Es rockt im Literaturhaus, am Sommerfest!

Ob Bodman- oder
Literaturhaus, es bleibt
Gott lieb, ganz sicher!
(Heiku von Klaus Merz zum 20-Jahr-Jubiläum des Literaturhauses Thurgau)

Frédéric Zwickers Roman «Radost» ist ein Roadtripp zwischen den Welten. Zwischen der Kleinräumigkeit der Schweiz, der Verlorenheit Sansibars und dem Zauber einer Kulturstadt wie Zagreb. Fabian, ein arbeitslos gewordener Journalist, soll die Biografie von Max schreiben, eines Mannes, den er auf einer seiner Reisen an die Küste Afrikas kennenlernte, dem er wahrschiedlich das Leben rettete, dem er nach Jahren wiederbegegnet und ihm verrät, wie sehr er Gefangener einer Familie und einer Krankheit ist. Fabian beginnt zu schreiben, zu recherchieren, macht sich auf, bei sich und auf dem Rad bis nach Zagreb, auf den Spuren eines Mannes, der ihm immer mehr zum Freund und Spiegel wird.

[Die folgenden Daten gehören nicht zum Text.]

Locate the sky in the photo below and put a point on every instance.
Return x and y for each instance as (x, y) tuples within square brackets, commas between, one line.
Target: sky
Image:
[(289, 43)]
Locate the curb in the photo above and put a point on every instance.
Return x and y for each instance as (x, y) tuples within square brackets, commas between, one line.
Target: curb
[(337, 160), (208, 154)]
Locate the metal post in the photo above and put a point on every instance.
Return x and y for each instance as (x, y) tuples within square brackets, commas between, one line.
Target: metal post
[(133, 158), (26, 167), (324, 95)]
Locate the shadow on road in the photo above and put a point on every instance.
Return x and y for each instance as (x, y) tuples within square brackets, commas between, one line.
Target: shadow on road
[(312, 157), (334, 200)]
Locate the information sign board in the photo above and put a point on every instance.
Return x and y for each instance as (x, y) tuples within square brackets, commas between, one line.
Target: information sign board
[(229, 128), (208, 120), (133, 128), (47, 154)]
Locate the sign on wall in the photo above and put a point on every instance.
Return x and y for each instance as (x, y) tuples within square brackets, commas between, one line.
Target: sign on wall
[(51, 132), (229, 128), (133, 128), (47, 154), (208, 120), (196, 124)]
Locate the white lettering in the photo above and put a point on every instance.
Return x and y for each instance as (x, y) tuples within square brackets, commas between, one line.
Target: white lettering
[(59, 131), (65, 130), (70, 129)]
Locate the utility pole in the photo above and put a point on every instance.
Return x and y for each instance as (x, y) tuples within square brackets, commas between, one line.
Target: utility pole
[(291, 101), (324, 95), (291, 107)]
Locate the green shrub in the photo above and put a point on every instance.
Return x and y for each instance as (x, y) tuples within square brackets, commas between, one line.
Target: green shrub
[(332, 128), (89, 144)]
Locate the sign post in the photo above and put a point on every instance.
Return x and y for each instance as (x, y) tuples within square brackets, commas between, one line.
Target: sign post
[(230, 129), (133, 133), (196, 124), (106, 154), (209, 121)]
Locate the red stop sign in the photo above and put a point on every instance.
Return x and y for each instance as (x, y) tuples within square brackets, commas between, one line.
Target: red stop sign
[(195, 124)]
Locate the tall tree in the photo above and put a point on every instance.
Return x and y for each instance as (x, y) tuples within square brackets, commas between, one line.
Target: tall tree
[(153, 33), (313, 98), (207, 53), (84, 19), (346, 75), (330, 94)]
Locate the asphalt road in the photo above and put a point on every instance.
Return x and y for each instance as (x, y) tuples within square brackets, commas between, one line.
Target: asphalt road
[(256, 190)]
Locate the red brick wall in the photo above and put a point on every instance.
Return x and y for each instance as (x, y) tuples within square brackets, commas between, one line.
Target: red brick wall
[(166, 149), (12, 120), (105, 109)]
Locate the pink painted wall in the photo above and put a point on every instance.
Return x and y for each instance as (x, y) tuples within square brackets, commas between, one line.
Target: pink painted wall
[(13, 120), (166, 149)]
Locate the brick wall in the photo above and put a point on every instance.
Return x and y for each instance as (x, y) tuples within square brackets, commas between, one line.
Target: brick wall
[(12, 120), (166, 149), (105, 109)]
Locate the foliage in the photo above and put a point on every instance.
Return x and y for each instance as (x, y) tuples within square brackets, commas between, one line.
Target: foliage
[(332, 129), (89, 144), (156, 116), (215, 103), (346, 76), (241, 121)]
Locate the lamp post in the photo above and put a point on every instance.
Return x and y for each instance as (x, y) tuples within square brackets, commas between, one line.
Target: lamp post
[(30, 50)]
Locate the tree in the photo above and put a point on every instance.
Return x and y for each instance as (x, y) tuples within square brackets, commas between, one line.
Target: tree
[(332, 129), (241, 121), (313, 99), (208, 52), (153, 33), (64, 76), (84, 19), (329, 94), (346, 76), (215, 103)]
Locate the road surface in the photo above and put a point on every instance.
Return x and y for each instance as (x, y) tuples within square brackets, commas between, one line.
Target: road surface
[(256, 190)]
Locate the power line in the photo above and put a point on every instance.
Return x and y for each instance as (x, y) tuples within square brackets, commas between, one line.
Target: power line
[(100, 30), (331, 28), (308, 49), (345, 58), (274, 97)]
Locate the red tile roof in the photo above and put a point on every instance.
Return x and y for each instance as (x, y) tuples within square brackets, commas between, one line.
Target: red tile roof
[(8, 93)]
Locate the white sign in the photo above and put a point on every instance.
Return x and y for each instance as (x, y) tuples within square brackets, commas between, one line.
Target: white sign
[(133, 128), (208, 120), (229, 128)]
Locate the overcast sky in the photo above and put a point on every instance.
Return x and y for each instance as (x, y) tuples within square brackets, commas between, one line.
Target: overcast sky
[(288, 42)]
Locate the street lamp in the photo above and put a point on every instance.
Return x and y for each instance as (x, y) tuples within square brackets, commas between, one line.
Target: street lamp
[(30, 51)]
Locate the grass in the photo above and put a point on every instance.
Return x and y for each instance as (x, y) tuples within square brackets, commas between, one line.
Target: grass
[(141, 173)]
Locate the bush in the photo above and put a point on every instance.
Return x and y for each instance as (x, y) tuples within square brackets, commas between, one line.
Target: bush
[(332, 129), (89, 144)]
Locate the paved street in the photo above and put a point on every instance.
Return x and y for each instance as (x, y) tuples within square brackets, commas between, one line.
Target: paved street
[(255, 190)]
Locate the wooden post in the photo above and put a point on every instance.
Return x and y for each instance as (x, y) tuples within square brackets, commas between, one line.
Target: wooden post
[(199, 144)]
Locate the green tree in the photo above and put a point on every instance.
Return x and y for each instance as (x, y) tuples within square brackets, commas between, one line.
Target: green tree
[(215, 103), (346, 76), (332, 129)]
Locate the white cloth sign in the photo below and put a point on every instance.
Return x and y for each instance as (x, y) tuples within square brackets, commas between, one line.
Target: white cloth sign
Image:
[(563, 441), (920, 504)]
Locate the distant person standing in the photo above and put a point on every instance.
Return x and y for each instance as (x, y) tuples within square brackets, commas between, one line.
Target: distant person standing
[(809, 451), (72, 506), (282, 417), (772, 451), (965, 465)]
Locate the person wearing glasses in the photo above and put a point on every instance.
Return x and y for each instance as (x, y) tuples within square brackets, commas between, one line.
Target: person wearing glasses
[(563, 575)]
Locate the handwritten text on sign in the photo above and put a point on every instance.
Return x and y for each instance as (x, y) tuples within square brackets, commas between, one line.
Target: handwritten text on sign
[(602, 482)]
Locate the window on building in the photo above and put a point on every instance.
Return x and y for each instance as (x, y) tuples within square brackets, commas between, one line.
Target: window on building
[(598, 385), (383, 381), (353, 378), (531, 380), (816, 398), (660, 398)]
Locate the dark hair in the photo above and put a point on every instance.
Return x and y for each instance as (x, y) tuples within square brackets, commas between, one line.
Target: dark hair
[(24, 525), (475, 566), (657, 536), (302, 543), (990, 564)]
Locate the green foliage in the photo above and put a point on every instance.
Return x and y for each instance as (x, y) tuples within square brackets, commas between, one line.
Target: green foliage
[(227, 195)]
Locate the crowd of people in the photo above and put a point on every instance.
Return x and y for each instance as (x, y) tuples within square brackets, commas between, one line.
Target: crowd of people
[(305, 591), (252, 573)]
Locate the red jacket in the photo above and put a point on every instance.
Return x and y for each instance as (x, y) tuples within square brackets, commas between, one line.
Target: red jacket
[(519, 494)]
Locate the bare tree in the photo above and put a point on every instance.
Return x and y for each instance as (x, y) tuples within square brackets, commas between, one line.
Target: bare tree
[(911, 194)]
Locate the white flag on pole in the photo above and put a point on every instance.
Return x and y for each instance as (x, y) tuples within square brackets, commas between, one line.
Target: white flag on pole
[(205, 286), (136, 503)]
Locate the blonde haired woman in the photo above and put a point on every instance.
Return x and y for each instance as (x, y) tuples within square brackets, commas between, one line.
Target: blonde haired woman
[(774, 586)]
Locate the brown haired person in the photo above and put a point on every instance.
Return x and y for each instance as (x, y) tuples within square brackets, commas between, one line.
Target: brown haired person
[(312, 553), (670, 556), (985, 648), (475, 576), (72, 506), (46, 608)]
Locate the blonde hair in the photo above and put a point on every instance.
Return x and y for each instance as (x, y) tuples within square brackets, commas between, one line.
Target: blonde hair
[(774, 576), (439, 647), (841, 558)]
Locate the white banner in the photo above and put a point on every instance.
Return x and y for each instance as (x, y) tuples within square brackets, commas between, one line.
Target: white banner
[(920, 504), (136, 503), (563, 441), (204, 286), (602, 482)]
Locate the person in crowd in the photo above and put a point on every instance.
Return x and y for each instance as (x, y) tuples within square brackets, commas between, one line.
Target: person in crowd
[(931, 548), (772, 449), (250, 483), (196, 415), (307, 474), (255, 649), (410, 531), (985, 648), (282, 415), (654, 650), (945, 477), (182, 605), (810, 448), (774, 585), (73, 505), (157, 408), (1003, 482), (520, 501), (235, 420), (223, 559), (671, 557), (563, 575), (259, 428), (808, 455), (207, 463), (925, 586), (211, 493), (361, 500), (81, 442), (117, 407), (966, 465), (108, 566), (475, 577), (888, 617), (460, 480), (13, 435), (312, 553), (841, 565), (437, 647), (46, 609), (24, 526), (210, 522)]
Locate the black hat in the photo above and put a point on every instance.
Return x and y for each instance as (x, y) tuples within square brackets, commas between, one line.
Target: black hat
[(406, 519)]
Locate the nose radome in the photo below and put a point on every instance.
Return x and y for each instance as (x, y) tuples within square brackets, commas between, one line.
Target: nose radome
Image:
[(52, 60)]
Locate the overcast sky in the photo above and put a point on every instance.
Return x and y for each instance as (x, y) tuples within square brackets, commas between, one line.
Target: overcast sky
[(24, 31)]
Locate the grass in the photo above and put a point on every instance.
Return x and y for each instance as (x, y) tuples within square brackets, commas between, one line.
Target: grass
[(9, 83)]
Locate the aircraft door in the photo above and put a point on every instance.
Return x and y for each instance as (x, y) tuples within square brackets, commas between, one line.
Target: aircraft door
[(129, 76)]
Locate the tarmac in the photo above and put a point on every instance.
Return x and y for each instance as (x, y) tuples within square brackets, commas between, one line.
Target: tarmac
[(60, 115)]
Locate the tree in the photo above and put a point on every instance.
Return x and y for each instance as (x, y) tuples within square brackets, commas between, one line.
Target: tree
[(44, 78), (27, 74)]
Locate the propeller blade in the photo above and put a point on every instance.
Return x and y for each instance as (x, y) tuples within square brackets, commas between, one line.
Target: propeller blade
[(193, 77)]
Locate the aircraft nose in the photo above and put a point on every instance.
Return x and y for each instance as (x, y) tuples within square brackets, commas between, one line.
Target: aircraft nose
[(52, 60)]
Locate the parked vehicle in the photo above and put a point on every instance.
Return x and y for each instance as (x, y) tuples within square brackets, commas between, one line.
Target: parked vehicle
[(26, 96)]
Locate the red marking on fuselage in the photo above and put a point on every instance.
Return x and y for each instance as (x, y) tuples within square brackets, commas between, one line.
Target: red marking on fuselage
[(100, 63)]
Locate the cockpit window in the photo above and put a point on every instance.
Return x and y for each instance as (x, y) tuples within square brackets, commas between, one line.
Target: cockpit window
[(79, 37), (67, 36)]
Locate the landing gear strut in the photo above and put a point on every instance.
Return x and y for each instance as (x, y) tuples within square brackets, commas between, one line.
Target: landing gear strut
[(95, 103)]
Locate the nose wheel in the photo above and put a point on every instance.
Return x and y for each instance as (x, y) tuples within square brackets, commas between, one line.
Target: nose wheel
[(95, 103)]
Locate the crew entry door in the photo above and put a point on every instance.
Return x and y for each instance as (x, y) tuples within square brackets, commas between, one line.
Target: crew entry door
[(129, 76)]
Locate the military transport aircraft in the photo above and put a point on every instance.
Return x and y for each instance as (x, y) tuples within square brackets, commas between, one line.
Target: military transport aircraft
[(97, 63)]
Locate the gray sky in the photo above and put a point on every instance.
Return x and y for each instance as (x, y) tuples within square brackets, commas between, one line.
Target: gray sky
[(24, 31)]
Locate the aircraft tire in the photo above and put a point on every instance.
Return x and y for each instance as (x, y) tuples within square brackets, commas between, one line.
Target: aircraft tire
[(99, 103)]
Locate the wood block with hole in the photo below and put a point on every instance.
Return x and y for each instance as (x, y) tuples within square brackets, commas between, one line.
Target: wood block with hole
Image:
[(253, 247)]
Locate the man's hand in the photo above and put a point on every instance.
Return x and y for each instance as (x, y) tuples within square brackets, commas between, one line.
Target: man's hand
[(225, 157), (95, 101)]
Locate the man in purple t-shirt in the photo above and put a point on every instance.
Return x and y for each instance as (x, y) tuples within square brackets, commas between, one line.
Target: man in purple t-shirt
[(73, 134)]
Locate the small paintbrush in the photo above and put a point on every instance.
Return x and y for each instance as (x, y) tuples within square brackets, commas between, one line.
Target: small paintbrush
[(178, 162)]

Frédéric Zwicker brachte aber viel mehr als seinen neuen Roman mit ans Sommerfest in den Garten des Literaturhauses. Seit einem Jahr rockt «Hekto Super» zu den Texten Frédéric Zwickers, zuvor noch unter dem Namen «Knuts Koffer«, lange kroatisch und nun deutsch. «Verzwickte Lyrics mit Ohrwurm-Potenzial, getragen von treibenden Beats, einer Prise Retro-Synthie, knackigen Gitarrenriffs und Bass mit ordentlich Fuzz.» Hinter «Hekto Super» stecken neben Frédéric Zwicker (Gitarre und Gesang), Christoph Bucher (Bass) und die Brüder Florian (Schlagzeug und Gesang) und Tobias Vogler (Keyboard und Gesang). Gemeinsam haben sie mit ihren bisherigen Bands und Projekten tausende Kilometer im Tourbus zurückgelegt, die Bühnen Europas bespielt und über zehn Alben veröffentlicht. Nach vierzehn Jahren mit «Knuts Koffer» bricht mit «Hekto Super» für den Rapperswiler Autor und Musiker Frédéric Zwicker und seine Mitmusiker ein neues Kapitel an.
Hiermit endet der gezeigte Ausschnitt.